National Sales And Prices
Across the whole country monthly property sales have been up on the previous year since May 2011 and improving since the trough in October 2010 when volumes were down some 35% on the previous year. (See graph.)

Property Sales Nationwide – Monthly Percentage Change
This may be an early signal that the better days are ahead, but how far ahead is the question.  Although volumes are improving at a reasonable clip, property prices have yet to follow suit.

The median house price in December 2011 was $355,000 compared with $352,000 a year earlier, a gain less than the rate of inflation.

Interestingly, comparing the percentage change in volumes against the percentage change in property prices shows virtually no relationship (correlation) between the two. In other words, although the property market is more active it is not affecting price. This could be because the market is saturated with listings: there are plenty of sellers so buyers are in a strong position to negotiate price.

Of the main centres, Auckland was (again) the standout performer. The median house price was up 6.5% on the same time last year and volume increased by 27%. Christchurch prices rose 4.7%, and volumes were up 14%. Wellington went against the trend, with the median price down 3.3% and sales down 1.5%, quite possibly due to employment cuts in the state sector (and more likely).

Northland Sales And Prices
It’s a similar story for Northland as far as activity is concerned, but unfortunately less positive when it comes to the median sale price. December sale volumes were about 20% up on the same time last year, which followed a strong November. But the median house price has dropped every month since July 2011 and is now at $289,000 compared with $296,000 in December 2010.

As is the case nationally, the increase in the number of properties sold has had no impact whatsoever on property prices. I am not surprised by this as Northland did outpace the national averages during the boom times. It is therefore only reasonable to expect the “correction” to be longer and deeper.
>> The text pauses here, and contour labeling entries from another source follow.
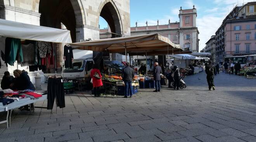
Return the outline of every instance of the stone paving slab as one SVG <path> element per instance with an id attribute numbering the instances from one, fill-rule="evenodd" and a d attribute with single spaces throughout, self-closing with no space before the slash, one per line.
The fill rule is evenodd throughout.
<path id="1" fill-rule="evenodd" d="M 209 91 L 206 78 L 203 72 L 186 77 L 185 89 L 140 89 L 127 99 L 77 91 L 57 114 L 15 109 L 11 127 L 0 124 L 0 142 L 256 141 L 256 80 L 221 73 Z"/>

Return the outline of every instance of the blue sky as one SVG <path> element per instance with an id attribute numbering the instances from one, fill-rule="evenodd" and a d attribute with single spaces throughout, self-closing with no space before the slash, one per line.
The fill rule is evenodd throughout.
<path id="1" fill-rule="evenodd" d="M 197 26 L 198 27 L 199 50 L 205 46 L 221 24 L 224 17 L 237 3 L 255 1 L 255 0 L 130 0 L 131 27 L 145 26 L 147 20 L 149 25 L 156 25 L 179 21 L 178 13 L 180 6 L 182 9 L 197 9 Z M 100 28 L 107 27 L 106 22 L 100 19 Z"/>

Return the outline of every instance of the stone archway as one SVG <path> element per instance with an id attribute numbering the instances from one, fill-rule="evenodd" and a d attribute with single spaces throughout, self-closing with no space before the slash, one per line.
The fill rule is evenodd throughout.
<path id="1" fill-rule="evenodd" d="M 112 34 L 112 37 L 120 37 L 123 34 L 122 21 L 119 12 L 112 0 L 106 0 L 102 2 L 100 5 L 98 13 L 99 16 L 97 19 L 97 23 L 99 23 L 99 16 L 101 16 L 107 22 L 111 32 L 119 34 Z"/>
<path id="2" fill-rule="evenodd" d="M 62 23 L 70 30 L 72 41 L 76 41 L 76 27 L 85 24 L 81 0 L 41 0 L 39 12 L 40 25 L 61 29 Z"/>

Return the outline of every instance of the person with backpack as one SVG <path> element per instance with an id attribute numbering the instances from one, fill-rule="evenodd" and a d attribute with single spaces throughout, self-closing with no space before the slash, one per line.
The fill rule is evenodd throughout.
<path id="1" fill-rule="evenodd" d="M 216 69 L 215 66 L 211 64 L 210 61 L 209 64 L 206 66 L 205 72 L 206 73 L 206 79 L 209 89 L 209 91 L 211 91 L 212 88 L 214 90 L 215 90 L 215 87 L 214 86 L 214 71 Z"/>
<path id="2" fill-rule="evenodd" d="M 241 69 L 241 64 L 239 63 L 239 62 L 237 62 L 235 63 L 234 68 L 235 68 L 235 74 L 237 75 L 237 73 L 240 72 L 240 69 Z"/>
<path id="3" fill-rule="evenodd" d="M 227 62 L 225 62 L 225 63 L 223 65 L 223 66 L 224 67 L 224 69 L 225 69 L 225 73 L 228 73 L 228 64 Z"/>
<path id="4" fill-rule="evenodd" d="M 125 94 L 124 98 L 127 98 L 129 91 L 130 91 L 130 97 L 132 96 L 132 91 L 131 90 L 131 81 L 134 78 L 134 69 L 131 67 L 130 63 L 128 62 L 126 63 L 126 66 L 123 70 L 122 74 L 123 81 L 125 82 Z"/>
<path id="5" fill-rule="evenodd" d="M 99 89 L 100 86 L 103 86 L 103 84 L 101 80 L 102 76 L 100 70 L 98 69 L 98 66 L 97 64 L 93 64 L 93 65 L 90 75 L 91 78 L 92 79 L 94 96 L 100 96 Z"/>
<path id="6" fill-rule="evenodd" d="M 154 80 L 155 81 L 155 86 L 156 90 L 154 92 L 160 92 L 160 88 L 161 88 L 161 84 L 160 80 L 161 77 L 160 74 L 162 73 L 162 68 L 161 67 L 158 65 L 158 63 L 156 62 L 154 64 L 155 68 L 154 71 Z"/>
<path id="7" fill-rule="evenodd" d="M 178 66 L 175 65 L 173 66 L 171 77 L 174 79 L 174 90 L 176 88 L 177 90 L 178 90 L 180 87 L 180 69 Z"/>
If I were to get off the fence and polish off the crystal ball my fortune-telling prediction would be that we are at the tail end of the “longer and deeper” part of the correction and property prices will bounce around at these levels for a year or so before setting off on a slow path onward and upward.

The added complication for Northland is the huge amount of coastal subdivision between the year 2000 and 2007. Much of it remains for sale, some at significantly discounted prices or via mortgagee sale. The Far North is a particular problem, but the problems extend, albeit to a lesser degree, all along the coastal settlements.
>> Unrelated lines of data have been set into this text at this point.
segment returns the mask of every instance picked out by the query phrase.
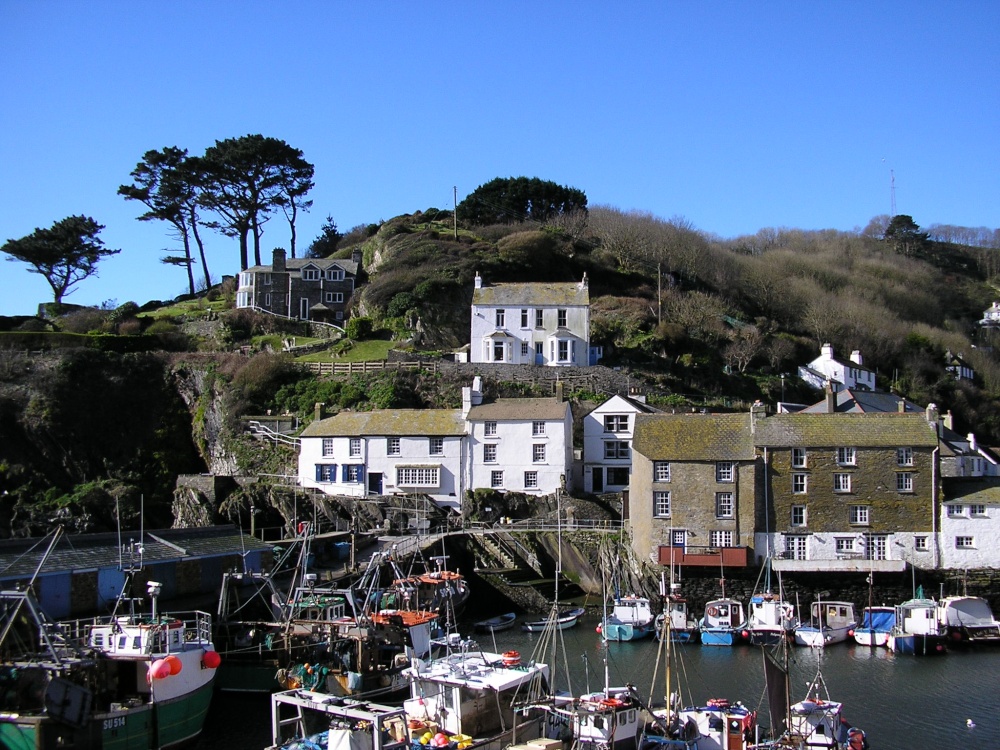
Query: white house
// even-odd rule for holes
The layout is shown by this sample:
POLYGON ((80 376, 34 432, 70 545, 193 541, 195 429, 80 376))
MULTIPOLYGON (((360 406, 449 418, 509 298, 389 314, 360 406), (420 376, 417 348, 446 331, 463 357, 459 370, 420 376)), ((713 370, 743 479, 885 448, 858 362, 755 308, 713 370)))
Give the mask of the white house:
POLYGON ((583 418, 584 492, 628 488, 635 417, 657 411, 645 397, 612 396, 583 418))
POLYGON ((303 430, 299 482, 328 495, 419 492, 460 508, 466 424, 458 409, 341 412, 303 430))
POLYGON ((1000 568, 1000 483, 945 479, 941 567, 1000 568))
POLYGON ((813 388, 830 383, 835 392, 845 388, 875 390, 875 372, 864 366, 861 352, 855 349, 850 361, 843 362, 833 356, 831 344, 823 344, 819 357, 799 368, 799 377, 813 388))
POLYGON ((483 283, 472 293, 470 360, 516 365, 582 366, 590 350, 590 290, 578 283, 483 283))
POLYGON ((482 403, 478 388, 463 390, 472 489, 529 495, 572 489, 573 414, 568 402, 505 398, 482 403))

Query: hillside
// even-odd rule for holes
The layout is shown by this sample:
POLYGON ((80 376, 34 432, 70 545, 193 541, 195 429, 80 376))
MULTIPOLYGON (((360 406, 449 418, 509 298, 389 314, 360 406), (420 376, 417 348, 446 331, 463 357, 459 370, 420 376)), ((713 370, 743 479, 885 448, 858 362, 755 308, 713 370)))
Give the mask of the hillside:
POLYGON ((977 326, 995 294, 995 250, 919 233, 901 241, 884 228, 721 240, 601 207, 545 225, 459 226, 457 237, 451 214, 429 209, 358 228, 335 254, 357 249, 367 283, 352 314, 370 325, 354 326, 353 340, 316 339, 301 323, 233 310, 231 284, 174 303, 0 319, 0 535, 42 533, 60 519, 78 530, 113 528, 116 505, 133 518, 144 505, 159 525, 188 510, 206 522, 235 520, 255 502, 294 514, 294 496, 266 486, 243 487, 229 510, 179 510, 175 479, 212 472, 273 485, 267 477, 287 473, 294 455, 248 438, 249 416, 291 413, 304 424, 317 403, 457 406, 463 382, 321 379, 295 360, 382 358, 390 348, 432 357, 465 345, 477 272, 487 283, 586 273, 602 364, 661 404, 816 400, 794 373, 829 342, 845 356, 860 350, 881 387, 934 402, 960 432, 1000 444, 1000 370, 977 326), (281 354, 293 337, 306 348, 281 354), (945 371, 947 351, 975 368, 975 381, 945 371))

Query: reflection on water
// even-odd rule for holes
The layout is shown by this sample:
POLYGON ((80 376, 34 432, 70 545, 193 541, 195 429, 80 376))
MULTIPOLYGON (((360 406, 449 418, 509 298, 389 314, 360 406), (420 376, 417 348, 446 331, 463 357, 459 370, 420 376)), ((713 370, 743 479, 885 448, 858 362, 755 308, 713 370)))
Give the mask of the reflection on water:
MULTIPOLYGON (((582 693, 604 685, 605 650, 594 630, 597 623, 596 617, 586 618, 577 627, 562 631, 561 642, 556 639, 554 679, 558 689, 582 693)), ((471 634, 471 625, 463 632, 471 634)), ((539 634, 519 629, 476 637, 484 650, 516 650, 522 658, 533 655, 540 642, 539 634)), ((663 665, 657 663, 658 646, 651 639, 609 644, 608 682, 632 684, 640 695, 652 695, 653 703, 662 703, 664 676, 663 665)), ((830 697, 844 703, 844 716, 868 733, 873 750, 1000 748, 996 697, 1000 649, 953 651, 924 658, 840 643, 825 650, 795 647, 790 655, 793 700, 802 697, 821 668, 830 697), (966 726, 967 719, 973 720, 974 728, 966 726)), ((708 698, 739 700, 759 712, 762 724, 770 724, 758 649, 675 645, 674 656, 674 668, 681 670, 686 686, 682 695, 685 703, 702 703, 708 698)), ((259 750, 270 742, 269 722, 266 698, 216 695, 198 746, 206 750, 259 750)))

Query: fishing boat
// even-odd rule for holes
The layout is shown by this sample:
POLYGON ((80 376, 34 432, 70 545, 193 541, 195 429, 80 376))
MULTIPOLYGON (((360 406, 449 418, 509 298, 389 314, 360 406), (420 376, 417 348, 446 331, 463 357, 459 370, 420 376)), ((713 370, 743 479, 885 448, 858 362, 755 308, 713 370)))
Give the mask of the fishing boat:
POLYGON ((403 709, 409 722, 422 722, 433 734, 468 738, 471 747, 486 750, 543 736, 547 712, 515 710, 514 704, 550 694, 547 664, 525 663, 516 651, 483 651, 458 633, 438 645, 440 655, 414 659, 405 670, 410 697, 403 709))
POLYGON ((409 750, 411 737, 406 712, 399 707, 309 690, 271 696, 272 744, 268 750, 409 750), (319 726, 325 728, 317 731, 319 726))
POLYGON ((1000 622, 979 596, 946 596, 938 602, 938 619, 956 646, 1000 644, 1000 622))
POLYGON ((746 632, 755 646, 773 646, 783 638, 794 637, 798 624, 795 607, 779 594, 765 591, 750 597, 746 632))
POLYGON ((514 627, 515 620, 517 620, 516 612, 506 612, 502 615, 497 615, 496 617, 480 620, 473 627, 477 633, 499 633, 503 630, 510 630, 514 627))
POLYGON ((732 646, 743 637, 746 615, 737 599, 713 599, 705 605, 705 616, 698 623, 703 646, 732 646))
POLYGON ((859 646, 888 646, 889 633, 895 624, 895 607, 865 607, 861 624, 854 629, 854 641, 859 646))
POLYGON ((567 630, 579 624, 580 618, 587 613, 583 607, 568 609, 565 612, 558 612, 555 619, 530 620, 521 623, 521 630, 525 633, 541 633, 550 627, 558 630, 567 630))
POLYGON ((219 666, 211 615, 157 611, 156 581, 150 612, 137 611, 133 572, 109 617, 54 622, 30 585, 0 592, 0 746, 144 750, 198 737, 219 666))
POLYGON ((933 656, 948 650, 947 627, 938 621, 937 602, 917 597, 896 605, 896 623, 889 632, 889 648, 897 654, 933 656))
POLYGON ((611 614, 597 627, 606 641, 638 641, 653 634, 656 615, 644 596, 617 596, 612 600, 611 614))
POLYGON ((853 603, 818 599, 809 609, 809 621, 795 628, 795 642, 813 648, 842 643, 857 625, 853 603))

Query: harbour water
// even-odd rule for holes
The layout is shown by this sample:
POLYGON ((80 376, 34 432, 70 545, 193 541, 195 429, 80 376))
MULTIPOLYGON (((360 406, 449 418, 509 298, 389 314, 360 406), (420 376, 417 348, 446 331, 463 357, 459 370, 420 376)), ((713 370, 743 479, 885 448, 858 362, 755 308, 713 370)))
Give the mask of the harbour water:
MULTIPOLYGON (((524 618, 519 618, 524 619, 524 618)), ((605 684, 605 647, 595 628, 597 616, 581 620, 557 637, 559 689, 580 693, 605 684)), ((469 623, 463 633, 471 633, 469 623)), ((518 651, 531 658, 540 635, 518 626, 495 636, 477 635, 484 650, 518 651), (495 638, 495 643, 494 643, 495 638)), ((644 698, 662 703, 664 676, 658 665, 658 642, 612 643, 607 647, 607 679, 613 686, 635 686, 644 698), (657 672, 653 684, 654 669, 657 672)), ((674 668, 684 676, 682 701, 709 698, 742 701, 769 724, 760 650, 750 646, 675 645, 674 668)), ((864 729, 872 750, 1000 748, 1000 649, 951 651, 914 657, 839 643, 826 649, 790 651, 792 700, 803 697, 820 669, 832 700, 844 703, 844 716, 864 729), (973 727, 968 726, 971 719, 973 727)), ((546 656, 548 658, 548 656, 546 656)), ((260 750, 270 743, 270 703, 266 697, 217 694, 198 747, 260 750)))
Real estate agents in coastal areas were reported in the NZ Herald as saying property prices are down between 15 to 30 percent from their peak, and can now be bought at prices last seen in 2003. The declines in some areas of the Far North are much worse.

It will be a long time before this segment of the market recovers, especially remote areas in the Far North that are more than two to three hours drive from Auckland. It’s probably also going to be a while before households feel confident enough to outlay serious money on an occasional holiday home.

Frank Newman is the author of numerous books on investment matters and the creator of the NZ Investment Game which may be ordered at http://www.investmentgame.co.nz. He is a director of the accounting firm Smart Business Centre. He may be contacted at .(JavaScript must be enabled to view this email address).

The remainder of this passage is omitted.